Raport badawczy Google jest bardzo szczery. Są awarie. Firmy technologiczne:

  1. Inkubuj fałszywe wiadomości, pozwalając “wątpliwi dystrybutorzy” aby skorzystać z braku kontroli platformy, algorytmów gier, które automatycznie wyświetlają wiadomości.
  2. Mieć “nieskuteczna automatyzacja” który nie jest w stanie sprostać wymaganiom umiaru. Przy tak dużej ilości treści moderacja zostaje zmieniona na sztuczną inteligencję, co oznacza, że ​​duża liczba odpowiednich filmów również nie jest cenzurowana.
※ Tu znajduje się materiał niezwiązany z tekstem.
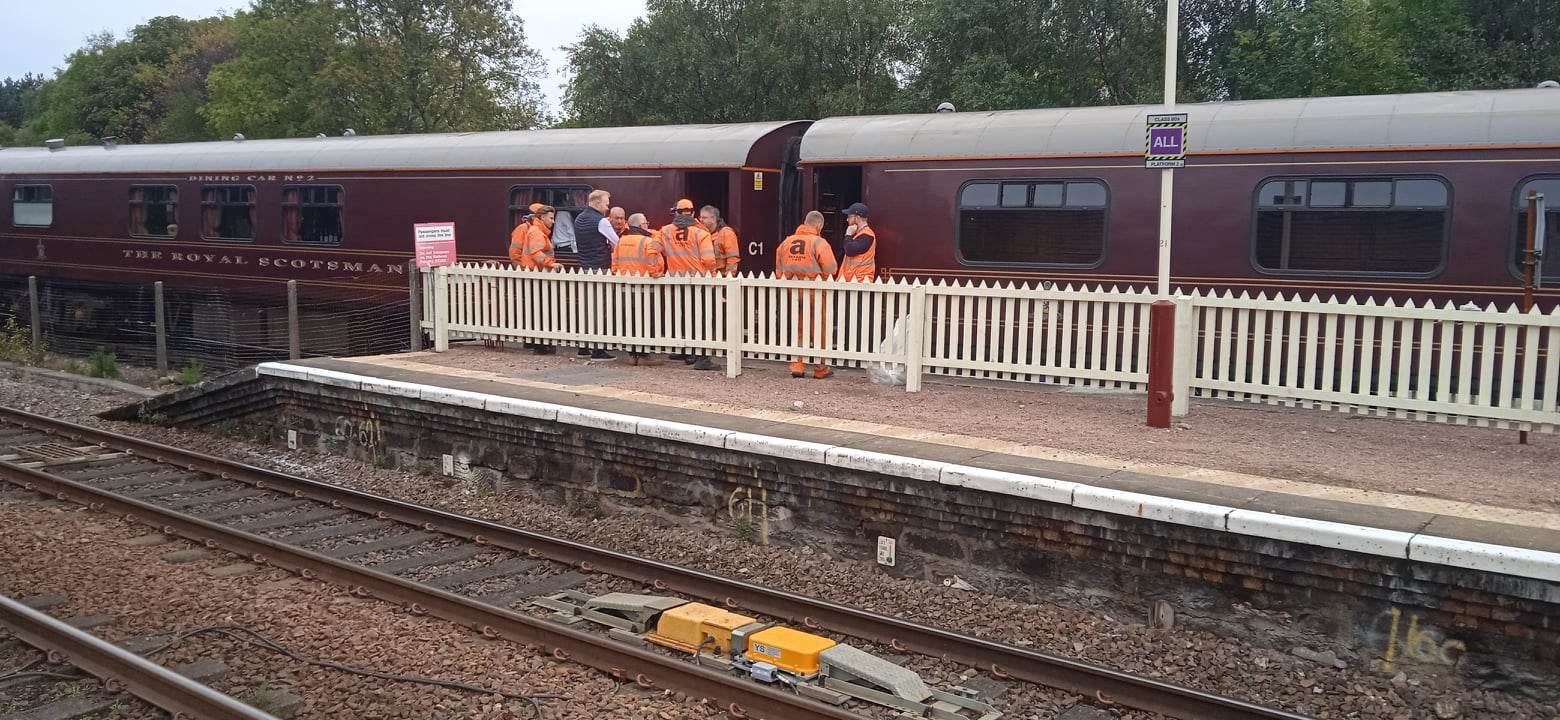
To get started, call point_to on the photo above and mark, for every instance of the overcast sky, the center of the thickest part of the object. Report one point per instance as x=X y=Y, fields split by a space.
x=39 y=35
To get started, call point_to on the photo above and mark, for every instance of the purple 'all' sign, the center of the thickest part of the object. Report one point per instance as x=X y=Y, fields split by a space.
x=1166 y=141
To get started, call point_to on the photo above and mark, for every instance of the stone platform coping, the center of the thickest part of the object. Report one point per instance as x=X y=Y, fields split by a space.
x=1400 y=535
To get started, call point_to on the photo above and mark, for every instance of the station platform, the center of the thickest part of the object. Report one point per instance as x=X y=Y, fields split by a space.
x=1064 y=487
x=1336 y=508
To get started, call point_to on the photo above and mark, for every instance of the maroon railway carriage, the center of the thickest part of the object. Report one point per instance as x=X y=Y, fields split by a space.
x=337 y=212
x=1393 y=195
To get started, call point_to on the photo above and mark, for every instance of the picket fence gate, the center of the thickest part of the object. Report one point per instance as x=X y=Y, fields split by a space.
x=1404 y=360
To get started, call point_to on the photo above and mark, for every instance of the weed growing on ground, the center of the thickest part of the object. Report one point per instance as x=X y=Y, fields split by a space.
x=192 y=373
x=103 y=363
x=744 y=529
x=16 y=343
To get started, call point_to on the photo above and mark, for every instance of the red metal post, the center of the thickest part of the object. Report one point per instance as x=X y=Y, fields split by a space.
x=1161 y=362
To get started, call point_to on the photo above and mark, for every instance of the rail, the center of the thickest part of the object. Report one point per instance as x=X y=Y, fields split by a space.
x=991 y=656
x=122 y=669
x=1421 y=362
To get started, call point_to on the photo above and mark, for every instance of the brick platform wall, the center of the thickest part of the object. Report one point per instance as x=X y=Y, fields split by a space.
x=1499 y=628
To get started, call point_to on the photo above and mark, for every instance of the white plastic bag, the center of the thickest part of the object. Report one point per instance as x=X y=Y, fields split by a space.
x=894 y=345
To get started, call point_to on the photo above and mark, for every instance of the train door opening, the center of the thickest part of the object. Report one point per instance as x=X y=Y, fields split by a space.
x=838 y=187
x=790 y=189
x=709 y=189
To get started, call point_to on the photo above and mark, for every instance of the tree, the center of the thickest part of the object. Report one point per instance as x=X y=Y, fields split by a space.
x=114 y=88
x=267 y=89
x=1318 y=47
x=19 y=98
x=184 y=81
x=690 y=61
x=989 y=55
x=376 y=66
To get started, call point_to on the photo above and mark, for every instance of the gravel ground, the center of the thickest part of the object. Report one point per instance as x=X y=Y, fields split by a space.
x=58 y=549
x=1451 y=462
x=1083 y=625
x=19 y=656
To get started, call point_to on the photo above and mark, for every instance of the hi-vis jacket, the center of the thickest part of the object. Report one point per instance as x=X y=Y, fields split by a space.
x=638 y=254
x=863 y=265
x=531 y=247
x=805 y=256
x=688 y=251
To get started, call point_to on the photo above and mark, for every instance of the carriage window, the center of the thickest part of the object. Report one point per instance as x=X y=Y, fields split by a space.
x=153 y=211
x=312 y=215
x=228 y=212
x=1351 y=226
x=1551 y=262
x=1033 y=223
x=33 y=206
x=568 y=200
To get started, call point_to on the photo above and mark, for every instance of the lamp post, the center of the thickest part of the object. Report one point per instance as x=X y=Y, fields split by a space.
x=1167 y=175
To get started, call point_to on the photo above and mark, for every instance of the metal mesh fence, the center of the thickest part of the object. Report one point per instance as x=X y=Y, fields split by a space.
x=219 y=328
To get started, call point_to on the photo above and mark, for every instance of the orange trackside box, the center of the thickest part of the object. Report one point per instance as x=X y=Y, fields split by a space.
x=790 y=650
x=687 y=627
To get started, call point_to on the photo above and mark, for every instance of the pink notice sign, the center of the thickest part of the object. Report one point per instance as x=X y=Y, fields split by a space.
x=436 y=243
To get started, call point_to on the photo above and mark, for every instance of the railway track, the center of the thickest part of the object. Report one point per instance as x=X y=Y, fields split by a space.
x=119 y=669
x=471 y=571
Odwracanie niewłaściwych decyzji cenzury AI również może zająć dużo czasu.
  3. Skomercjalizuj rozmowę online, upewniając się, że treść najbardziej sprzyja przychodom z reklam “wygrywa” Media społecznościowe.
  4. Są niezwykle niespójne co do cenzury niektórych grup i działań.
  5. Regularnie nie doceniaj kwestii negatywnych lub skandali dotyczących ich platform, dopóki twardy fakt nie udowodni inaczej. W tym momencie takt zmienia się i staje się grą o ograniczanie obrażeń obejmującą PR, a prawdziwy problem nigdy nie został rozwiązany.
  6. Powolnie korygują fałszywą cenzurę (patrz także punkt drugi powyżej).
  7. Często stosuj reakcyjne taktyki, aby rozwiać wątpliwości, zanim wymuszą działanie. W międzyczasie użytkownicy platformy i agencje rządowe mogą spekulować, a gniew związany z tym problemem eksploduje.

Czy firmy technologiczne zawiodły w kwestii cenzury??

tak.

Ale firmy technologiczne próbują to naprawić. Rządy też są pomimo mediów społecznościowych i firm technologicznych jako narzędzi cenzury. W czasach, w których wszyscy chcą dzielić się swoimi opiniami, w których platformy chcą, aby użytkownicy czuli się bezpiecznie, i gdzie to bezpieczeństwo może zmaksymalizować zysk z reklam (który oczywiście jest wszystkim i koniec całego Internetu), cenzura będzie nadal trwać rozszerzać.

Ponieważ zapotrzebowanie cenzury zmienia się w zależności od nastrojów politycznych lub poważnych kontrowersji globalnych, jedno jest pewne: Google i inne firmy technologiczne mają niewielkie szanse zadowolenia wszystkich 3 popularnych usług internetowych, których należy unikać, jeśli cenisz bezpłatne wypowiedzi 3 popularnych usług internetowych, których należy unikać, jeśli cenisz Wolne słowa Wolne słowa są atakowane przez niektóre z najbardziej popularnych dziś serwisów. Oto trzy firmy, których powinieneś unikać i dlaczego. .




Jeszcze bez komentarzy

O nowoczesnej technologii, prostej i niedrogiej.
Twój przewodnik w świecie nowoczesnych technologii. Dowiedz się, jak korzystać z technologii i gadżetów, które nas otaczają każdego dnia i dowiedz się, jak odkrywać ciekawe rzeczy w Internecie.